198210 – Web Inspector: Network: provide a way to accept alternate types of certificate data

Bug 198210 - Web Inspector: Network: provide a way to accept alternate types of certificate data

Summary: Web Inspector: Network: provide a way to accept alternate types of certifica...

Status:	NEW

Alias:	None

Product:	WebKit
Classification:	Unclassified
Component:	Web Inspector (show other bugs)
Version:	WebKit Nightly Build
Hardware:	All All

Importance:	P2 Normal
Assignee:	Devin Rousso

URL:
Keywords:	InRadar

Depends on:
Blocks:

Reported:	2019-05-23 21:12 PDT by Devin Rousso
Modified:	2019-08-29 00:34 PDT (History)
CC List:	10 users (show)

See Also:

Attachments
Patch (13.71 KB, patch) 2019-05-23 21:17 PDT, Devin Rousso	no flags	Details \| Formatted Diff \| Diff
View All Add an attachment (proposed patch, testcase, etc.)

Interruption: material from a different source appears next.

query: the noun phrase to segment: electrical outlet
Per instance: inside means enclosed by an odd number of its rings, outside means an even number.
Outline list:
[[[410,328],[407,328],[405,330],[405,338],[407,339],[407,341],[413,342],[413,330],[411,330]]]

Note You need to log in before you can comment on or make changes to this bug.

Description Devin Rousso 2019-05-23 21:12:26 PDT

Both the Network agent and `InspectorFrontendHost` use a `CertificateInfo` for encoding/decoding, but other devices/frameworks may not have included the entirety of WebKit (including WebCore), and therefore may only have a smaller subset of the data.  There should be a way to send back other types of certificate data from `Network.getSerializedCertificate` that `InspectorFrontendHost::showCertificate` can then handle.

Comment 1 Devin Rousso 2019-05-23 21:17:00 PDT

Created attachment 370557 [details]
Patch

Rather than create an API for it, this may be a simpler solution for clients using the Security framework.

Comment 2 EWS Watchlist 2019-05-23 21:18:51 PDT

This patch modifies the inspector protocol. Please ensure that any frontend changes appropriately use feature checks for new protocol features.

Comment 3 Devin Rousso 2019-05-24 12:30:17 PDT

Comment on attachment 370557 [details]
Patch

cq-, while we discuss if this is the right way forward

Comment 4 Devin Rousso 2019-05-31 17:01:31 PDT

<rdar://problem/51076339>

Comment 5 Devin Rousso 2019-06-25 09:37:19 PDT

Comment on attachment 370557 [details]
Patch

View in context: https://bugs.webkit.org/attachment.cgi?id=370557&action=review

> Source/WebCore/inspector/InspectorFrontendHost.cpp:490
> +    if (type.isEmpty() || type == "WebCore") {

This could use `Inspector::Protocol::InspectorHelpers::getEnumConstantValue(Inspector::Protocol::Security::SerializedCertificateType::WebCore)` instead.

> Source/WebCore/inspector/InspectorFrontendHost.cpp:495
> +    else if (type == "SecTrustRef") {

Ditto (>490).

Comment 6 BJ Burg 2019-08-06 13:41:11 PDT

Comment on attachment 370557 [details]
Patch

View in context: https://bugs.webkit.org/attachment.cgi?id=370557&action=review

I am worried about this breaking. How can we test this?

> Source/JavaScriptCore/inspector/protocol/Network.json:209
> +                { "name": "serializedCertificate", "type": "string", "description": "Represents a base64 encoded certificat object." },

Nit: certificate

> Source/WebCore/platform/network/cf/CertificateInfo.h:153
> +static bool decodeSecTrustRefIfAble(Decoder& decoder, RetainPtr<SecTrustRef>& result)

I don't understand the need to shell this out. What's wrong with the existing decodeSecTrustRef?

Comment 7 Devin Rousso 2019-08-29 00:34:45 PDT

Comment on attachment 370557 [details]
Patch

Clearing flags to remove from review queue while we discuss the necessity of this approach.